損益計算書を書くためにもまずは企業が行なってきた、取引の仕訳から始めなければなりません。

 

データが整理されていない状態で書き出そうとしてもうまくいかないので、事業年度内の仕訳のチェックから調整を行う、決算整理仕訳を行いましょう。

 

関連記事>>決算代行とは?業務内容やメリット・費用相場

 

損益計算書作成手順2.総勘定手帳への転記

決算整理仕訳を行ったら、勘定科目ごとにまとめていく総勘定手帳へ転記を行います。

 

損益計算書のためだけのものではなく、賃借対照表やキャッシュ・フロー計算書など様々な決算書類にも役立つ情報なので、転記漏れやミスがないように慎重に行いましょう。

 

損益計算書作成手順3. 試算表の作成

試算表は全ての勘定科目の集計を行う役割を持つ書類で、合計試算表と残高試算表、合計残高試算表の3つに分けられます。

 

損益計算書作成手順4.損益計算書の作成

試算表の借方と貸方の金額が一致したことを確認できたら、損益計算書の作成になります。書き方は簡単で、損益計算書の費用と収益の項目に該当する数字を入れていくだけです。

 

必要なデータさえ揃ってしまえばそこまで難しい書き方は要求されないので、事前準備がしっかりできているかどうかで損益計算書の、作成のしやすさが変わります。

損益計算書(PL)の作成時の注意点

損益計算書を作成する時は

 

  • 売上の表記は「売上高」に変更する
  • 仕入れの表記は「売上原価」に変更する
  • 費用となる貸方と、収益になる借方の差額を計算する当期純利益または、当期純損失の計算が必要になる。

 

借方合計が貸方合計よりも小さい場合は当期純利益、貸方合計が借方合計よりも大きくなる場合は当期純損失となります。

 

以上のことを忘れないように、正確に記載するようにしてください。

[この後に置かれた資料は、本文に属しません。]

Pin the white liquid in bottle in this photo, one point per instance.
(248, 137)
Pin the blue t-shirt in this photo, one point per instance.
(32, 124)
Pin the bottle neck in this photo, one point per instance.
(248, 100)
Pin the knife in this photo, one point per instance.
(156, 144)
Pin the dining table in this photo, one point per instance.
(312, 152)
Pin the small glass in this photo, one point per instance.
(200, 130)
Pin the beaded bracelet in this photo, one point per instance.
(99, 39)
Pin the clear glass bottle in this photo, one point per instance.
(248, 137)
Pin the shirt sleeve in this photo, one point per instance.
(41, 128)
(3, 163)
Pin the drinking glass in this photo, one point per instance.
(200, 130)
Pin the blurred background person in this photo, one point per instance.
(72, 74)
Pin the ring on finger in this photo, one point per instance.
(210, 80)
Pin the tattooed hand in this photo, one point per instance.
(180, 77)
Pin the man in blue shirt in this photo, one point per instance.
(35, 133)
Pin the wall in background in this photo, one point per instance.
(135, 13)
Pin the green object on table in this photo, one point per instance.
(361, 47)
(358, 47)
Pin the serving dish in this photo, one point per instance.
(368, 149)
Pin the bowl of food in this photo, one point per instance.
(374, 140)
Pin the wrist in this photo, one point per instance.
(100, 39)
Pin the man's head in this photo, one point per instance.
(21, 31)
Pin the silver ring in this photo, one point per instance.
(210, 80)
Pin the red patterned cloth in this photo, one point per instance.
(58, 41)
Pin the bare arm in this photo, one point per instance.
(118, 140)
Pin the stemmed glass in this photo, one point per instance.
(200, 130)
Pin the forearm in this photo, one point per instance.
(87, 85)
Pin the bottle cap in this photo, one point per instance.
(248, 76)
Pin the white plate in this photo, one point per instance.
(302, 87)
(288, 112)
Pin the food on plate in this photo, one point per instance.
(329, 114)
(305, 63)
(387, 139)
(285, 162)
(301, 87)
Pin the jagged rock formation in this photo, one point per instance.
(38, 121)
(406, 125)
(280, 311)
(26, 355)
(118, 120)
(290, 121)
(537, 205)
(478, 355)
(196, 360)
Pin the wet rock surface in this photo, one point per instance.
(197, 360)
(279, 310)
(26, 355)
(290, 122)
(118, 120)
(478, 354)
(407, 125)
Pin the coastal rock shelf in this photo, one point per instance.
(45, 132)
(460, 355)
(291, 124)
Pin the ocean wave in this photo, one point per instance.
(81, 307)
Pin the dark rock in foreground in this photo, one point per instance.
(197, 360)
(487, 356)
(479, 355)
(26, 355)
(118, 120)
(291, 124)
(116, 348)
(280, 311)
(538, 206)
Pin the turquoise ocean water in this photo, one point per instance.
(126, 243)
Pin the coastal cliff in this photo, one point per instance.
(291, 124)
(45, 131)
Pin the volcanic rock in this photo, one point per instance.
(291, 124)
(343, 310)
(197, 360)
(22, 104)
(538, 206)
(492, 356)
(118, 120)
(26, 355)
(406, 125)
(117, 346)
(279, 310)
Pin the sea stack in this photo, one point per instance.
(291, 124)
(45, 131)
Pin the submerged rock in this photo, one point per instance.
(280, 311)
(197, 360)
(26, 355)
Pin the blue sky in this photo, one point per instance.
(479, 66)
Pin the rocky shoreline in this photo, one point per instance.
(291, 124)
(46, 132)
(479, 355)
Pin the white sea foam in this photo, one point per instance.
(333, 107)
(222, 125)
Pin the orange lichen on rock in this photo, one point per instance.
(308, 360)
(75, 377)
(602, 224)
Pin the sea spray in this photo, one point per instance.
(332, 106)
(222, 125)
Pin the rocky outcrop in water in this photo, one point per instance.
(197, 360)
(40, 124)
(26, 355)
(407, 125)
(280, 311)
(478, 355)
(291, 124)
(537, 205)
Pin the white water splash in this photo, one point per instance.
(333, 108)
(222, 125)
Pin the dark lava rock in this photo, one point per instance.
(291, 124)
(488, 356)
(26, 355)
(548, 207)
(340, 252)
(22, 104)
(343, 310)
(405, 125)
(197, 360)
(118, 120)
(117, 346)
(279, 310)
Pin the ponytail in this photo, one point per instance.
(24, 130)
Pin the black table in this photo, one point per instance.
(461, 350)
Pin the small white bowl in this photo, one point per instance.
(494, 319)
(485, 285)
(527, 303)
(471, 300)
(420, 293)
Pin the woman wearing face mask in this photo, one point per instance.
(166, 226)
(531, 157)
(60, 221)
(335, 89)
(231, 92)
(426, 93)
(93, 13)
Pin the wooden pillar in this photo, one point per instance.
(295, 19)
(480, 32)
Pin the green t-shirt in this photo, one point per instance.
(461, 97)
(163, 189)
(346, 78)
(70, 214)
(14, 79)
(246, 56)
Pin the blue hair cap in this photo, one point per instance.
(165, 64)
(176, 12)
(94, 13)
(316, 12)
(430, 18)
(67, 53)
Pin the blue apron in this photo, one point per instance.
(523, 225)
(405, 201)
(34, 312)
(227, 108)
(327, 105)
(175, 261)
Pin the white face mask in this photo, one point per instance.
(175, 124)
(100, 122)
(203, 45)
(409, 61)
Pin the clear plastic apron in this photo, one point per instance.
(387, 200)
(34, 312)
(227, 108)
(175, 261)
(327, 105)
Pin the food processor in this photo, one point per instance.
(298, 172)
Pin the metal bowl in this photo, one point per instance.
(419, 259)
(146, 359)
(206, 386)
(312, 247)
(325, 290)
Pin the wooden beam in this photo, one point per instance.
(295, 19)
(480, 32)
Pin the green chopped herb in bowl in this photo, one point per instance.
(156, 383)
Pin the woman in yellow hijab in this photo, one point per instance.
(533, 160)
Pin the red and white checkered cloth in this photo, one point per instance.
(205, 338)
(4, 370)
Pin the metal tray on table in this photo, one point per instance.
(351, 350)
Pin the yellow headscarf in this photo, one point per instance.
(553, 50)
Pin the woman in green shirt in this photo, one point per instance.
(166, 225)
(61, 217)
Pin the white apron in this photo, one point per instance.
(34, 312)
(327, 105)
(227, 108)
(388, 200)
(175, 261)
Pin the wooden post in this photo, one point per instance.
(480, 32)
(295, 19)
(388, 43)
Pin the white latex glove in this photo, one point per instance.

損益計算書に誤りがあると、今後の活動が適切に行えなくなる原因となってしまいます。

 

また誤った情報があると、企業としての信頼を失うことにもなりかねないので、細かなミスも起きないように最後まで確認を怠らないようにしましょう。

まとめ

損益計算書は企業の経営成績を表す財務諸表で、企業がどのようなことを行った結果、損益が生まれたのか確認できる資料です。

 

また、営業で発生した損益から営業外で発生した損益まで、企業全体の利益から損失を全てまとめることもできます。そのため企業が持つ強みだけでなく経営上の問題や、改善点の発見に大いに役立つことでしょう。

 

損益計算書は正しく正確な情報を記載することができれば、会社の現状を理解して経営を続けていくための指標ともなる、重要な役割を持つ資料です。